The database generates .pcl files when data are retrieved. After clustering, a .cdt file is generated, and in addition, .gtr and .atr files may also be generated. The complete dataset without any processing can also be downloaded as an Excel file.

  • pcl file format

    The pcl file is a tab-delimited pre-clustering file. The first three columns are as follows:


    • Name
      This column will contain a name ascribed to the entity on that row, such as ORF name, or CLONEID. The column itself can be named anything, but by convention is named YORF when it contains yeast ORF names, CLID when it contains cloneids, and LUID when it contains LUIDs. These name are simply so that after clustering, the Treeview software can use the contents of the column in URLs without additional configuration. This column MUST contain some text on every row.
    • Description
      This column can contain descriptive information about the entity, eg process or function, or gene symbol. It too can be named anything. It can optionally be left blank, but the column itself must be present.
    • GWEIGHT
      This column allows you to weight genes with different weights, for instance if a gene appears on an array twice, you may want to give them a weight of 0.5 each. For the most part people leave this column with a value of 1 for every gene. This column must be present, and each row must have an entry.

    In addition the file must begin with the following two rows:


    • Row 1
      This contains the column headers as described above for columns 1, 2 and 3, then contains the experiment names for all the data columns that exist in the file. Each data column must have a text entry as a name for that column.
    • Row 2
      This is the EWEIGHT row. The entry in the first column for this row should say EWEIGHT, then for each experiment, there should be an EWEIGHT value. This will usually be 1, but if the same experiment is duplicated twice, you may want to give these repeats an EWEIGHT of 0.5.

      The remaining cells in the file contain the actual data, such that the row and column specifies to which gene and which experiment a particular piece of data corresponds. If you had modified, or created your pcl file in Excel, it would look something like this:

      You should then choose Save As... from the File menu, and elect to the the file as type Text (Tab delimited), as indicated below:





    • The Data

      In general the pcl file will contain log-transformed data, which is needed for clustering to work properly.

  • cdt file format

    When you cluster a .pcl file you will generate a .cdt (clustered data table) file, which will contain the original data, but reordered, to reflect the clustering.

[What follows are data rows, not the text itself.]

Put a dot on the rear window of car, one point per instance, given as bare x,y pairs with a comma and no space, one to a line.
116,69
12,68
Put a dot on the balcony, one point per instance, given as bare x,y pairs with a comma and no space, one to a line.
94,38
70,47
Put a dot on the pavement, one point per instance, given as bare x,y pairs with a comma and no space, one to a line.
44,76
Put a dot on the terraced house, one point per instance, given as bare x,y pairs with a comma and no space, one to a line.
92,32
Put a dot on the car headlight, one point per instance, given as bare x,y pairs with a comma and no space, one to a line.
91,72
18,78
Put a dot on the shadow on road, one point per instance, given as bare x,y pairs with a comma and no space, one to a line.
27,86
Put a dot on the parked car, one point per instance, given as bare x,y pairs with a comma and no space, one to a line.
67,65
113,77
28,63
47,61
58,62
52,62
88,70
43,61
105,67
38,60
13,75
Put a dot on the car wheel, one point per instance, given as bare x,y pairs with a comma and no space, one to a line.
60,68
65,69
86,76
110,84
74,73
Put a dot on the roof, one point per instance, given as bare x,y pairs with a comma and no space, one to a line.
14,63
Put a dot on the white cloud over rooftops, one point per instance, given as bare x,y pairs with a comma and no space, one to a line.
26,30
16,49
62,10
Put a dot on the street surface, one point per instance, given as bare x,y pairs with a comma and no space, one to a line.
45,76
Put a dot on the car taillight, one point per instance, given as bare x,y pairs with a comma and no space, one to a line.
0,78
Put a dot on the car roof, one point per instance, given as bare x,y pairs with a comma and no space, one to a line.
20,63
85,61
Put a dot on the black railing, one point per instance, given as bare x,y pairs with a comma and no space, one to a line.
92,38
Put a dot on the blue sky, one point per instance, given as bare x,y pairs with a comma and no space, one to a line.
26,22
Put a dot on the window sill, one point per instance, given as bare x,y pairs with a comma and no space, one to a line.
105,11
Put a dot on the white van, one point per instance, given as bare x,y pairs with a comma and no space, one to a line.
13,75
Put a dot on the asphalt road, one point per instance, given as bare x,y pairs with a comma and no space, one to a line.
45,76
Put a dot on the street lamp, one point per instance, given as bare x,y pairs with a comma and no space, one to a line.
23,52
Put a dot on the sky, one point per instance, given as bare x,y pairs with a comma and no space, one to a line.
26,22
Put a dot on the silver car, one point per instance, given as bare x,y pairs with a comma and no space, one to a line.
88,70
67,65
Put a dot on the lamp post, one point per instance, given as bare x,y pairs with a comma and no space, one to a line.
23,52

In addition, if you clustered by genes, you will get a .gtr file (gene tree), and if you clustered by experiments you will get a .atr file (array tree). These tree file reflect the history of how the cluster was built, and can be used to contruct how the tree(s) should look.

  • gtr file format

    The .gtr (gene tree) file records the order in which the genes (rows) were joined during clustering.

  • atr file format

    The .atr (array tree) file records the order in which the arrays (columns) were joined during clustering.